Before I knew it, Riddle was next to me. He was raising a grey hand, and even though I knew I couldn't feel it, I felt a chill next to my cheek as he cupped it, staring deep into my eyes. "My love..." he murmured, "what is wrong? Please tell me..." 

And even though I knew it was a bad idea to confide in the man who had literally ruined my life, I opened my mouth and spilled everything to him. About how I missed the innocence of my youth, how Floppy was still terrorising me, how I suspected that I'd accidentally sapped the twins of their negative emotions, and how they'd encouraged me to offer myself up as a reward for employee of the month. Riddle listened intently, nodding and clenching his jaw at certain points. 

"You should break off your arrangement with them." Riddle said through gritted teeth. "They clearly do not care about you." 

"It's because I did something to them - I don't know what - or how -" 

"It is not your fault that they are acting like this." Riddle said. "They are the ones who begged you for it in the first place. They should have known the risks.

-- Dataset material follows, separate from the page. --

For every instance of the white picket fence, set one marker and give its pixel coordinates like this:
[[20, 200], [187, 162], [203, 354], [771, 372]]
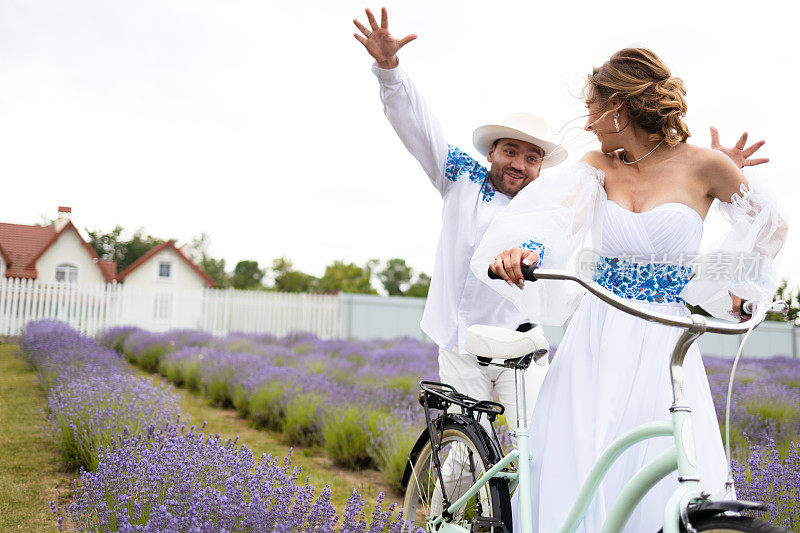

You should break it off with them - at least until you figure out a way to reverse the effects. You will only get hurt if you stay with them while they are like this." 

"No way." I shook my head. "I told them I'm never leaving them. I'm not about to break a promise -" 

"But you love breaking promises, my love." Riddle observed the back of his hand casually. "I seem to recall that in our wedding vows you promised -" 

"Shut up." 

"And this McVey person..." Riddle folded his arms again. His grey eyes glinted at me. "Maybe I will deal with him." 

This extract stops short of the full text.